Statistics on the gender gap in sports injuries show that the injury rate of female athletes compared to male athletes is generally close when common sports disciplines are taken into account. However, especially with knee injuries, anterior cruciate ligament injuries are more common in women, while injuries in different regions such as shoulders and hips are more common in men. Orthopedics and traumatology specialist Prof. Bombacı said: “Sports injuries are an important issue that affects everyone of all ages, regardless of gender. To ensure the continuity of sports life, it is necessary to be aware and careful, both in the prevention of injuries and in the treatment and afterwards.
THE MAIN FACTORS ANATOMICAL AND BIOLOGICAL DIFFERENCES
Emphasizing the differences between male and female sports injuries, Prof. Dr. Hasan Bombacı stated that female athletes are at higher risk of knee and ankle ligament injuries, especially in the musculoskeletal system of the lower extremities, and continued as follows:
“This result is due to some sex-specific anatomical and biological differences between males and females. During the monthly menstruation of women, depending on the concentration of hormones in the body, there may be loosening of the ligaments, softening and a decrease in the resistance of the tendons. Therefore, women are more prone to injury, especially during some periods of the menstrual cycle.”
“THE BIGGEST CONNECTIONS TO INJURIES ARE IN THE KNEES”

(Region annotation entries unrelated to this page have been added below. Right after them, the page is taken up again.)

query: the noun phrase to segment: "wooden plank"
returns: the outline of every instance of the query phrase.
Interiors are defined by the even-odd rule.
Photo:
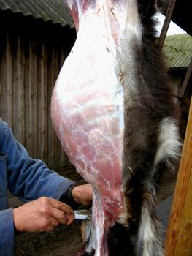
[[[7,34],[4,39],[6,45],[3,51],[1,62],[1,117],[12,127],[12,59],[11,39]]]
[[[167,256],[192,255],[192,98],[165,242]]]
[[[47,162],[47,45],[42,39],[39,45],[37,69],[37,154]]]
[[[32,157],[37,157],[37,42],[34,39],[30,39],[27,37],[25,38],[26,147]]]
[[[25,143],[24,113],[24,56],[23,42],[20,36],[13,40],[15,52],[12,54],[13,132],[15,138]]]

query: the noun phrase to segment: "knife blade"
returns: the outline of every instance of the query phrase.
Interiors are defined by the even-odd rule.
[[[92,219],[91,210],[75,210],[74,212],[74,219]]]

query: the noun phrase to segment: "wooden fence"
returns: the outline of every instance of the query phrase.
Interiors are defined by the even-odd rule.
[[[2,17],[0,113],[32,157],[50,168],[69,165],[50,119],[50,101],[74,31],[32,17]]]

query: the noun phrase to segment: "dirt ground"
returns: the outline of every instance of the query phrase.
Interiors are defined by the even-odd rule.
[[[61,170],[59,173],[63,174]],[[65,173],[80,184],[84,182],[72,170]],[[158,193],[159,202],[174,192],[176,178],[175,173],[164,176]],[[74,256],[82,246],[80,226],[80,221],[74,221],[50,233],[20,233],[15,238],[15,256]]]

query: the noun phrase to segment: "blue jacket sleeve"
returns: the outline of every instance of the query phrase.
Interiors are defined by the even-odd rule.
[[[14,252],[12,209],[0,211],[0,255],[10,256]]]
[[[2,120],[1,120],[2,121]],[[7,154],[8,188],[23,201],[41,196],[59,199],[74,181],[51,171],[39,159],[31,158],[25,148],[15,140],[9,125],[4,123],[4,136],[0,138],[1,151]]]

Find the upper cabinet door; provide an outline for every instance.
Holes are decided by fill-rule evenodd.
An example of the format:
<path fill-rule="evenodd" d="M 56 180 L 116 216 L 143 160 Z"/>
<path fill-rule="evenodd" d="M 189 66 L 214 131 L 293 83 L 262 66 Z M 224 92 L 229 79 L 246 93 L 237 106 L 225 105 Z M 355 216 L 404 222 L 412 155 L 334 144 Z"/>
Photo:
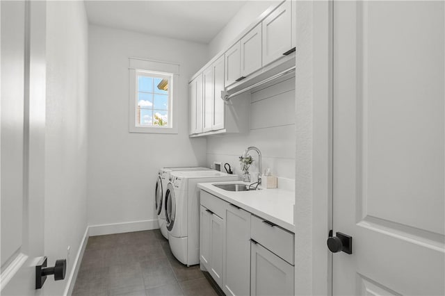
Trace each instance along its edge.
<path fill-rule="evenodd" d="M 211 124 L 213 115 L 213 65 L 207 67 L 202 72 L 202 87 L 204 99 L 202 131 L 211 131 Z"/>
<path fill-rule="evenodd" d="M 202 74 L 192 81 L 190 88 L 190 133 L 202 133 Z"/>
<path fill-rule="evenodd" d="M 213 65 L 213 117 L 212 131 L 224 129 L 225 105 L 221 99 L 221 91 L 224 90 L 224 55 L 221 56 Z"/>
<path fill-rule="evenodd" d="M 261 67 L 261 24 L 259 24 L 240 41 L 241 76 L 247 76 Z"/>
<path fill-rule="evenodd" d="M 263 21 L 264 66 L 292 48 L 291 20 L 291 1 L 286 0 Z"/>
<path fill-rule="evenodd" d="M 225 86 L 235 83 L 241 76 L 240 42 L 236 42 L 225 52 Z"/>

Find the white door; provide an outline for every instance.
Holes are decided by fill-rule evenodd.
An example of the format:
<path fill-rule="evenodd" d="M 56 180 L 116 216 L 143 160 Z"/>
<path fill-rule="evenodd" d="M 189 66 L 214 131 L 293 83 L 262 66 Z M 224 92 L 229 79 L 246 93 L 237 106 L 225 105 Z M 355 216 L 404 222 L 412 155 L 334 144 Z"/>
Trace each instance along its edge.
<path fill-rule="evenodd" d="M 43 255 L 43 1 L 1 1 L 0 294 L 33 295 Z"/>
<path fill-rule="evenodd" d="M 444 295 L 444 1 L 334 1 L 334 295 Z"/>
<path fill-rule="evenodd" d="M 250 294 L 250 213 L 230 204 L 225 209 L 223 284 L 226 295 Z"/>
<path fill-rule="evenodd" d="M 261 23 L 240 40 L 241 76 L 248 76 L 261 67 Z"/>
<path fill-rule="evenodd" d="M 211 131 L 213 117 L 213 65 L 202 72 L 202 131 Z"/>
<path fill-rule="evenodd" d="M 213 117 L 211 122 L 212 131 L 224 129 L 225 104 L 221 99 L 224 90 L 224 55 L 213 63 Z"/>
<path fill-rule="evenodd" d="M 263 21 L 263 66 L 291 50 L 291 1 L 286 0 Z"/>
<path fill-rule="evenodd" d="M 225 52 L 225 79 L 226 87 L 239 81 L 241 78 L 241 68 L 240 64 L 241 47 L 239 42 L 236 42 Z"/>

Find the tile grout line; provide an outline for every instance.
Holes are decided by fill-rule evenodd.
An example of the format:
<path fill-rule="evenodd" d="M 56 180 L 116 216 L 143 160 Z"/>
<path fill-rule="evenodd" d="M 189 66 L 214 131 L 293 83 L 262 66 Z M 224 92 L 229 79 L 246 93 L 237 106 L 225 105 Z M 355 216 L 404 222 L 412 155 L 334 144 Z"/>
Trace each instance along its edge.
<path fill-rule="evenodd" d="M 184 291 L 184 290 L 182 289 L 182 286 L 181 286 L 181 283 L 179 283 L 179 280 L 178 279 L 177 276 L 176 275 L 176 273 L 175 272 L 175 269 L 173 268 L 173 265 L 172 265 L 172 263 L 170 262 L 170 260 L 168 260 L 168 255 L 166 254 L 165 249 L 162 247 L 162 245 L 161 246 L 161 247 L 162 247 L 162 251 L 164 252 L 164 254 L 165 254 L 165 257 L 167 257 L 167 261 L 168 262 L 168 265 L 170 265 L 170 269 L 172 270 L 172 272 L 173 272 L 173 276 L 175 277 L 175 279 L 176 279 L 176 283 L 177 283 L 178 286 L 179 287 L 179 289 L 181 289 L 181 292 L 182 293 L 182 295 L 184 296 L 186 296 L 186 294 Z M 147 293 L 145 293 L 145 294 L 147 294 Z"/>

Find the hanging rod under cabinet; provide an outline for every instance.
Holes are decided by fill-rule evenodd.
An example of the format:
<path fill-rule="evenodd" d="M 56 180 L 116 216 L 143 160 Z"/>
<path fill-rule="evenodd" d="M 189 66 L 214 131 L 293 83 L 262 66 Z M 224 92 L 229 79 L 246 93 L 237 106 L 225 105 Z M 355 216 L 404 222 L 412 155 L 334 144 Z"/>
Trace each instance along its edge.
<path fill-rule="evenodd" d="M 282 76 L 284 76 L 286 74 L 291 73 L 293 71 L 295 71 L 295 66 L 292 66 L 290 68 L 288 68 L 288 69 L 285 69 L 284 71 L 282 71 L 282 72 L 280 72 L 279 73 L 277 73 L 276 74 L 273 75 L 270 77 L 268 77 L 266 79 L 261 80 L 261 81 L 259 81 L 259 82 L 257 82 L 257 83 L 256 83 L 254 84 L 252 84 L 250 86 L 248 86 L 248 87 L 247 87 L 245 88 L 243 88 L 243 89 L 242 89 L 241 90 L 238 90 L 238 91 L 237 91 L 236 92 L 234 92 L 233 94 L 229 94 L 227 93 L 227 90 L 221 90 L 221 99 L 222 99 L 225 101 L 227 101 L 232 97 L 235 97 L 235 96 L 236 96 L 238 94 L 242 94 L 243 92 L 247 92 L 248 90 L 250 90 L 252 88 L 257 88 L 257 87 L 258 87 L 259 85 L 263 85 L 264 83 L 267 83 L 269 81 L 272 81 L 273 80 L 275 80 L 275 79 L 276 79 L 277 78 L 280 78 L 280 77 L 281 77 Z"/>

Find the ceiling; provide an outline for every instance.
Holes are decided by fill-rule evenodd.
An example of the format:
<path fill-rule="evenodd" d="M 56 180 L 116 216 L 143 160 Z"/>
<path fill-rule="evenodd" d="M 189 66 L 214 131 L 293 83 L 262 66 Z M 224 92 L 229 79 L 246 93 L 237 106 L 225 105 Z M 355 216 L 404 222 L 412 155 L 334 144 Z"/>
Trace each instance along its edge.
<path fill-rule="evenodd" d="M 247 0 L 85 1 L 90 24 L 209 43 Z"/>

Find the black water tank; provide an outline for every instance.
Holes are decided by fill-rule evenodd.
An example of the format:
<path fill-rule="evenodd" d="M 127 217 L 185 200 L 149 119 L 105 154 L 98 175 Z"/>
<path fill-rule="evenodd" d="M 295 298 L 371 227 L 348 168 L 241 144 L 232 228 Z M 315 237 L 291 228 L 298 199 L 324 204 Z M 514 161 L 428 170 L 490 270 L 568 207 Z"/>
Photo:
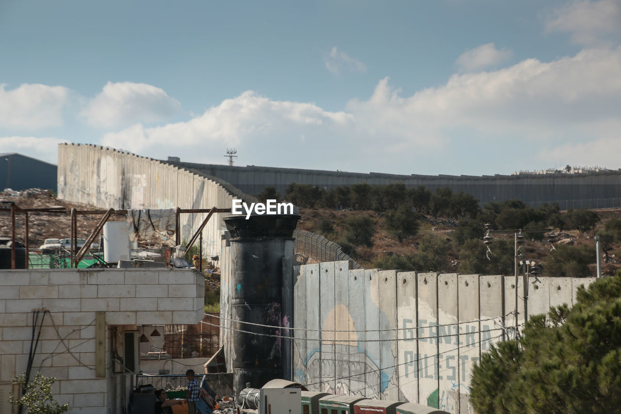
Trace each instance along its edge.
<path fill-rule="evenodd" d="M 231 233 L 229 298 L 231 319 L 278 328 L 232 323 L 233 389 L 239 394 L 249 382 L 261 387 L 283 377 L 282 259 L 293 255 L 293 231 L 300 216 L 229 216 Z M 246 332 L 240 332 L 245 331 Z"/>
<path fill-rule="evenodd" d="M 0 269 L 11 269 L 11 246 L 0 246 Z M 23 247 L 15 248 L 15 268 L 26 268 L 26 249 Z"/>

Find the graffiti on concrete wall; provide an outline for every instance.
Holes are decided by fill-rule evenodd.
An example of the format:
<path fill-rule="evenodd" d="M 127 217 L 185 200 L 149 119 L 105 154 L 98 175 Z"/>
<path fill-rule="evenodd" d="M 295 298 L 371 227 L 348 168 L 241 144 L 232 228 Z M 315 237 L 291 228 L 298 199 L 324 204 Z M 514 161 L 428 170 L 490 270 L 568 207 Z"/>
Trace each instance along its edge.
<path fill-rule="evenodd" d="M 514 323 L 512 277 L 349 270 L 347 262 L 294 274 L 292 379 L 312 390 L 471 413 L 473 367 Z M 591 282 L 539 278 L 529 309 L 571 304 Z"/>

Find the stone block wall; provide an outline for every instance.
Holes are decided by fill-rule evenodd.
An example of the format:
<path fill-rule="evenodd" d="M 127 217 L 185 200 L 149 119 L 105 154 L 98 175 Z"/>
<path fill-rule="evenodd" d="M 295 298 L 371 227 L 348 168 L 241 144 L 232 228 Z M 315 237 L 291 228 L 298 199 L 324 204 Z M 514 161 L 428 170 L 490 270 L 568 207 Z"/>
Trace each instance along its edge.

“Although all ligaments are generally affected by the hormonal change in women, the ligament most prone to injury is the anterior cruciate ligament in the knee,” Prof. Dr. Hasan Bombacı said:
“Especially in competitive sports, when performing actions such as sudden stops and turns, in the situation required by infighting, the joints and muscles are put under much more stress. If the ligaments loosen differently than normal, this reduces the joint-holding effect of the ligaments. Against this abnormal load that comes naturally, the risk of damage to the joints and ligaments increases.

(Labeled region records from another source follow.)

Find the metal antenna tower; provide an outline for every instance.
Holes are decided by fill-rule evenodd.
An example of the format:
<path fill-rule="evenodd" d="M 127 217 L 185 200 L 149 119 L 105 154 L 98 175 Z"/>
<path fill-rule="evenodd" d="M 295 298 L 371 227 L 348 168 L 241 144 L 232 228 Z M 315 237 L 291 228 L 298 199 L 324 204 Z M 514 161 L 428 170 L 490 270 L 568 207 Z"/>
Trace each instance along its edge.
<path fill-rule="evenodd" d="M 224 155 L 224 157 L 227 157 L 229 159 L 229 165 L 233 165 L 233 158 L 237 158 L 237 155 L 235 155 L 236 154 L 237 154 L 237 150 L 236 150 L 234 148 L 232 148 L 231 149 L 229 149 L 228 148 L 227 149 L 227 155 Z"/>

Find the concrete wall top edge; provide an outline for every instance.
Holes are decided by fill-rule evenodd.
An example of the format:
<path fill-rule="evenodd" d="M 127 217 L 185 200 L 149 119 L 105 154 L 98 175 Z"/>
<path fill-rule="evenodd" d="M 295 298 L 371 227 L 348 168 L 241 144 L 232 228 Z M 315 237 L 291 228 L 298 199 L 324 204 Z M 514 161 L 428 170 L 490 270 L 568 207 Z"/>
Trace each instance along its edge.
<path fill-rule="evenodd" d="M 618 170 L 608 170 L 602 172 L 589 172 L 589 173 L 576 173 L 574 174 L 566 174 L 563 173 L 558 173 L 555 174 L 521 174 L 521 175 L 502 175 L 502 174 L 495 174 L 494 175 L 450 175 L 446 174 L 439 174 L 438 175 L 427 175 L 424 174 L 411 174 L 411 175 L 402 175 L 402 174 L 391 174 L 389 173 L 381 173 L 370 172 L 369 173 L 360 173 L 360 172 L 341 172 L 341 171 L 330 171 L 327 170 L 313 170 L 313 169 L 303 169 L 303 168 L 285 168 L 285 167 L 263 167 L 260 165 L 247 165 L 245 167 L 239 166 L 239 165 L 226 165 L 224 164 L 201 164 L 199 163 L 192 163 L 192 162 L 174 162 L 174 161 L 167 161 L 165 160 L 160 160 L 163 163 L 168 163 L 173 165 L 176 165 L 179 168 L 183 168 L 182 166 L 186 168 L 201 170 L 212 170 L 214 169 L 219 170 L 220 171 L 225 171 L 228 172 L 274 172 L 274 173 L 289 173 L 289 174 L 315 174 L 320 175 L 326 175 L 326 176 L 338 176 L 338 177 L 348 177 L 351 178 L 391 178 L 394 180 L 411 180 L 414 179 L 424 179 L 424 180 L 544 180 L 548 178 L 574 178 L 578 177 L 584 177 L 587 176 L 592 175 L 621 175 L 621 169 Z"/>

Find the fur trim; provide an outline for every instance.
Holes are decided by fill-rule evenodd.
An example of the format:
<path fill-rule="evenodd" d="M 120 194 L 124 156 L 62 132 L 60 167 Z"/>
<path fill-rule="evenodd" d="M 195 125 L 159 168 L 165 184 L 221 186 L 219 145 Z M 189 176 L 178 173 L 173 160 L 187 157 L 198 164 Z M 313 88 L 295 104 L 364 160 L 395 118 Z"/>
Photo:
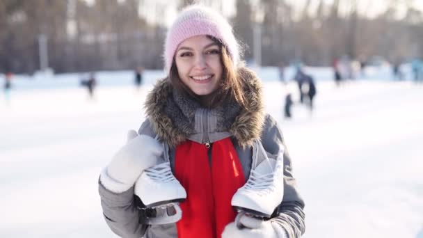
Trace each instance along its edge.
<path fill-rule="evenodd" d="M 260 79 L 253 71 L 246 68 L 238 69 L 239 77 L 244 81 L 246 106 L 236 117 L 230 126 L 230 132 L 239 145 L 251 146 L 255 139 L 260 137 L 263 129 L 265 113 Z M 145 100 L 145 113 L 153 130 L 161 142 L 166 141 L 170 147 L 175 147 L 189 137 L 183 129 L 175 126 L 164 112 L 169 97 L 172 97 L 173 88 L 168 78 L 158 81 Z"/>

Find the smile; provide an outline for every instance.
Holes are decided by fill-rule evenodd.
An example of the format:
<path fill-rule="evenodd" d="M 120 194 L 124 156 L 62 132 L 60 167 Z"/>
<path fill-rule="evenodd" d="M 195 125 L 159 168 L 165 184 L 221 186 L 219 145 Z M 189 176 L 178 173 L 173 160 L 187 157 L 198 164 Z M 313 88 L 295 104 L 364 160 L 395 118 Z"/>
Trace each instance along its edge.
<path fill-rule="evenodd" d="M 207 74 L 202 76 L 191 76 L 191 78 L 195 81 L 204 81 L 207 79 L 209 79 L 213 77 L 212 74 Z"/>

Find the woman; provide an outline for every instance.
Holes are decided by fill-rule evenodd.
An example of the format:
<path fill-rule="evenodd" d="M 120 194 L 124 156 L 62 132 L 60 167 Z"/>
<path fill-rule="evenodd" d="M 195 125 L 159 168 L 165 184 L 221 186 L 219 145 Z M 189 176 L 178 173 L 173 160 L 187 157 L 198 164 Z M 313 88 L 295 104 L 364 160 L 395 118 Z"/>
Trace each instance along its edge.
<path fill-rule="evenodd" d="M 264 111 L 260 80 L 239 63 L 228 22 L 208 8 L 186 8 L 167 33 L 164 59 L 168 77 L 147 96 L 147 119 L 139 136 L 100 175 L 102 206 L 111 229 L 122 237 L 301 237 L 304 203 L 290 158 L 276 122 Z M 182 219 L 168 209 L 135 207 L 134 183 L 157 157 L 168 158 L 186 191 Z M 237 213 L 231 205 L 259 173 L 257 157 L 267 164 L 282 158 L 283 163 L 267 181 L 282 187 L 282 202 L 266 219 Z M 268 203 L 266 194 L 255 196 L 260 203 Z"/>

ANATOMICAL DIFFERENCES ALSO INCREASE RISK IN WOMEN
According to Prof. Dr. Hasan Bombacı explained the following on the subject:
“Women’s legs, for example, are slightly more turned outwards than men’s legs. This situation, which is related to female biology, is defined as “valgus angulation”. The valgus angle in the knee makes the knee more likely to become unbalanced under abnormal stresses, especially during sudden bends and sudden stops. And this increases the likelihood of damage to the load in that area. For example, when an athlete running in handball approaches the target, he or she applies a greater than normal rotational force to the knee as he jumps up and lands on his leg to shoot. If the athlete has not developed the reflexes to create the necessary activity for these situations, the likelihood of a ligament injury is high. Apart from this, it is claimed that the anterior cruciate ligament is thinner in women than in men due to their anatomy, which is responsible for this situation.

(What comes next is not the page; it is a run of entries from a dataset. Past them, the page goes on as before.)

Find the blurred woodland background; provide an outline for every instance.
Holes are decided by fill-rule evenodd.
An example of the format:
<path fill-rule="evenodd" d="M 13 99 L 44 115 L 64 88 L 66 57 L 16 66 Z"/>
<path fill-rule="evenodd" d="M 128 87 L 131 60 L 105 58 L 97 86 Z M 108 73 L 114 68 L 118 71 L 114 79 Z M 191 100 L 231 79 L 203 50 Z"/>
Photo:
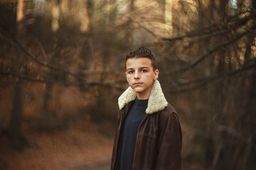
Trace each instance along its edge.
<path fill-rule="evenodd" d="M 109 169 L 124 57 L 157 56 L 183 169 L 256 169 L 256 1 L 0 0 L 0 169 Z"/>

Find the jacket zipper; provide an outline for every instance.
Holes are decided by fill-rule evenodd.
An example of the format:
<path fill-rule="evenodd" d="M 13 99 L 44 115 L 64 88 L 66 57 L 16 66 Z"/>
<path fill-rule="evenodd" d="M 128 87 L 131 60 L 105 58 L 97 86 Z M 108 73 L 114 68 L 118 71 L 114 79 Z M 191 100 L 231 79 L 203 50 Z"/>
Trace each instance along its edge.
<path fill-rule="evenodd" d="M 134 149 L 134 160 L 133 160 L 133 164 L 132 164 L 132 170 L 134 169 L 134 160 L 135 160 L 135 156 L 136 156 L 136 149 L 137 149 L 137 139 L 138 139 L 138 136 L 139 136 L 139 132 L 140 130 L 140 127 L 143 123 L 143 121 L 149 116 L 149 115 L 147 113 L 146 113 L 145 117 L 142 119 L 142 121 L 141 122 L 141 123 L 139 125 L 139 128 L 138 128 L 138 131 L 137 131 L 137 137 L 136 137 L 136 143 L 135 143 L 135 149 Z"/>

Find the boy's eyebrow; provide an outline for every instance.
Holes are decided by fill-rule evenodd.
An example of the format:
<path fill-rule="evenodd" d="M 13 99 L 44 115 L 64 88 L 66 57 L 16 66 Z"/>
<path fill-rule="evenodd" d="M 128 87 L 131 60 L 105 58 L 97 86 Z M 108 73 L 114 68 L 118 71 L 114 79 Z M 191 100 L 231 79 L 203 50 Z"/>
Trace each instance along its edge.
<path fill-rule="evenodd" d="M 149 67 L 139 67 L 139 69 L 149 69 Z M 134 68 L 128 68 L 127 70 L 128 71 L 129 69 L 134 69 Z"/>

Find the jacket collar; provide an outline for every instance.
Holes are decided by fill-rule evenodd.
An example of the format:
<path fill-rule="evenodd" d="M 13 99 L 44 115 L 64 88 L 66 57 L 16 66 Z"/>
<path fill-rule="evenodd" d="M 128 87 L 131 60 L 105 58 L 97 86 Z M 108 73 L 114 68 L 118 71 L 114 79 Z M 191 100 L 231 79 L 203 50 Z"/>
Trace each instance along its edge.
<path fill-rule="evenodd" d="M 118 98 L 119 108 L 121 110 L 125 104 L 134 101 L 136 98 L 136 92 L 132 89 L 128 89 L 119 96 Z M 149 98 L 149 103 L 146 109 L 147 114 L 152 114 L 155 112 L 162 110 L 166 107 L 168 103 L 164 97 L 163 91 L 161 88 L 160 83 L 158 80 L 156 80 L 150 92 Z"/>

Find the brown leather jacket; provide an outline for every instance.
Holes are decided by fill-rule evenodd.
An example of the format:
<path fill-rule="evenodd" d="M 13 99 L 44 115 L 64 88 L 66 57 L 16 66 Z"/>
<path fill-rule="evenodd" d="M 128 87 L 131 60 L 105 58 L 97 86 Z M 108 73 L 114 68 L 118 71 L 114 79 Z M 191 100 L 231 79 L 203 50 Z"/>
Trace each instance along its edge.
<path fill-rule="evenodd" d="M 119 169 L 123 125 L 134 103 L 132 91 L 129 88 L 119 98 L 120 111 L 114 141 L 112 170 Z M 137 132 L 132 169 L 181 169 L 182 137 L 178 115 L 165 100 L 157 80 L 153 85 L 146 113 Z"/>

AMATEUR ATHLETES ALSO SHOULD BE CAREFUL
Stating that injuries are not only a major problem among professional athletes, but also among amateur athletes, Prof. Bombacı stressed the importance of taking precautions and being aware while exercising. However, he stated that amateur athletes are usually not involved in competitive sports and therefore the risk of injury is lower.
HIGH RISK OF PRESCRIPTION IF SUFFICIENT MEASURES ARE NOT TAKEN
prof. Dr. Bomber emphasized that the necessary precautions should only be taken during and after treatment. Prof. Bomber continued:
“Treatment can only return a person to the state they were in before the accident happened. For example, as a result of the most common anterior cruciate ligament injury, 70-80 percent of athletes are able to return to sports and their previous level of performance. However, re-injury is inevitable if an exercise program is not followed to neutralize this disadvantage. In addition, the risk in this case increases even more with the weakness created by the previous injury.
WHAT SHOULD BE DONE TO PROTECT?
Prof. Dr. Hasan Bombacı stated that this gap can be largely closed with proper training techniques and, more importantly, special “proprioception exercises”, saying:
“Special exercise programs are very effective in reducing the risk, but it is also important to know the techniques related to sports. According to the Athlete’s Injury Mechanism Analysis, there are scientific data showing that exercise-based rehabilitation, as well as training in many aspects such as endurance, agility, balance and strengthening, reduces these injuries by 27-45 percent. Potential sports injury risks related to the anatomy and biology of female athletes can be significantly reduced through exercise programs that increase their neuromotor skills. As a result, it has been scientifically proven that the risk of injury in some body parts of female athletes is greater than that of male athletes. However, it is very important to take appropriate precautions during exercise and work with preparatory training techniques specific to the sport. In this way, it may be possible to prevent sports injuries and better manage the treatment process.”